L'annonce faite mercredi par Araghchi fait suite à plusieurs heures d'indications selon lesquelles les pourparlers attendus étaient en train de capoter, et après que certains médias aient rapporté qu'ils avaient été annulés en raison de changements dans leur format et leur contenu.
L'Iran et les États-Unis tiendront vendredi des pourparlers sur le nucléaire à Oman, a déclaré mercredi soir le ministre iranien des Affaires étrangères Abbas Araghchi, alors que les tensions entre les deux pays restent vives après la répression sanglante par Téhéran des manifestations nationales le mois dernier.
L'annonce faite mercredi par Abbas Araghchi est intervenue après plusieurs heures d'indications selon lesquelles les pourparlers attendus étaient en train de tomber à l'eau et après que certains médias ont rapporté qu'ils avaient été annulés en raison de changements dans leur format et leur contenu.
Les pourparlers devaient initialement se tenir en Turquie, pays voisin de l'Iran, qui s'était efforcé de réunir les États-Unis et l'Iran autour de la table des négociations au cours de la semaine dernière.
"Je suis reconnaissant à nos frères omanais d'avoir pris toutes les dispositions nécessaires", a écrit le ministre iranien des Affaires étrangères mercredi soir sur X.
Cette avancée apparente dans les négociations fait suite au dernier incident en date ressemblant à un conflit militaire entre les deux parties, après qu'un avion de chasse de la marine américaine a abattu mardi un drone iranien qui s'approchait d'un porte-avions américain.
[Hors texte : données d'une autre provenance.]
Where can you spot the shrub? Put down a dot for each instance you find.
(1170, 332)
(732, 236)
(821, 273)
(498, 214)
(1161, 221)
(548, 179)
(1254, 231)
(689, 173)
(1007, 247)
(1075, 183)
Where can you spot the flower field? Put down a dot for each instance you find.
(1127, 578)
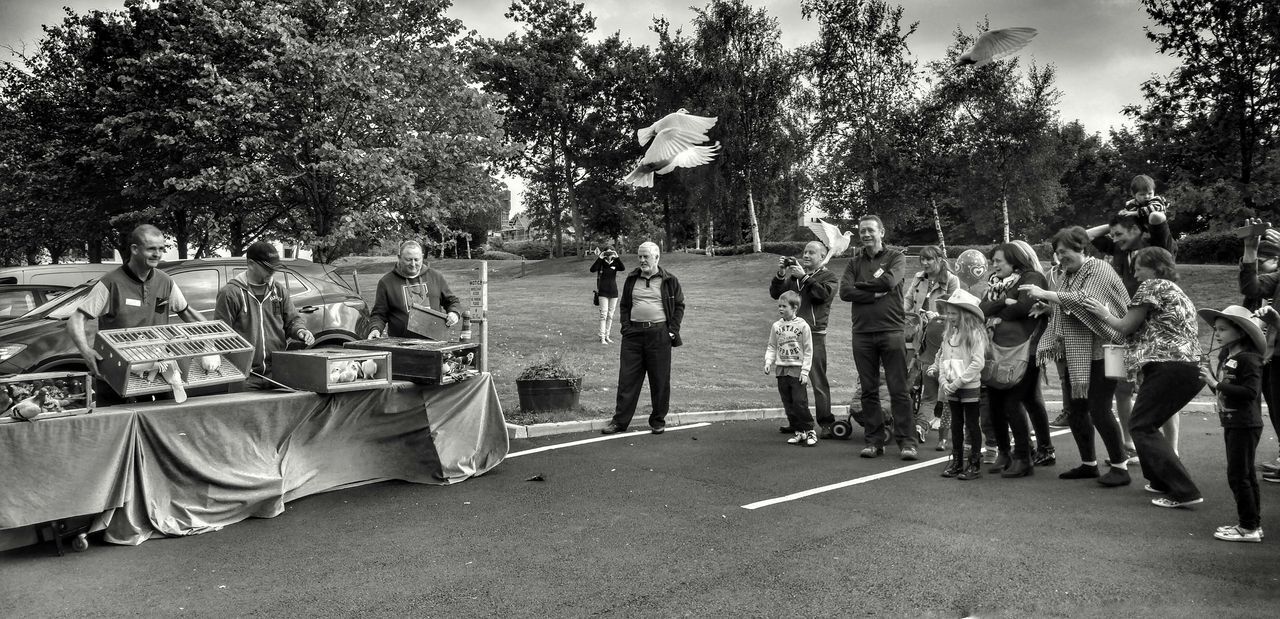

Des vedettes rapides iraniennes appartenant à la Garde révolutionnaire paramilitaire ont également tenté d'arrêter un navire battant pavillon américain dans le détroit d'Ormuz, l'étroite embouchure du golfe Persique, a déclaré la marine américaine.
L'Iran, dont les chefs militaires ont visité mercredi une base de missiles afin de souligner son état de préparation après une guerre de 12 jours avec Israël en juin qui a dévasté ses défenses aériennes, n'a pas immédiatement reconnu l'incident de mardi, qui a mis à rude épreuve, mais n'a apparemment pas compromis les espoirs de pourparlers avec les États-Unis.
Selon plusieurs médias citant un responsable anonyme de la Maison-Blanche, l'administration Trump a confirmé que les États-Unis participeraient à des négociations de haut niveau avec l'Iran à Oman plutôt qu'en Turquie comme prévu initialement.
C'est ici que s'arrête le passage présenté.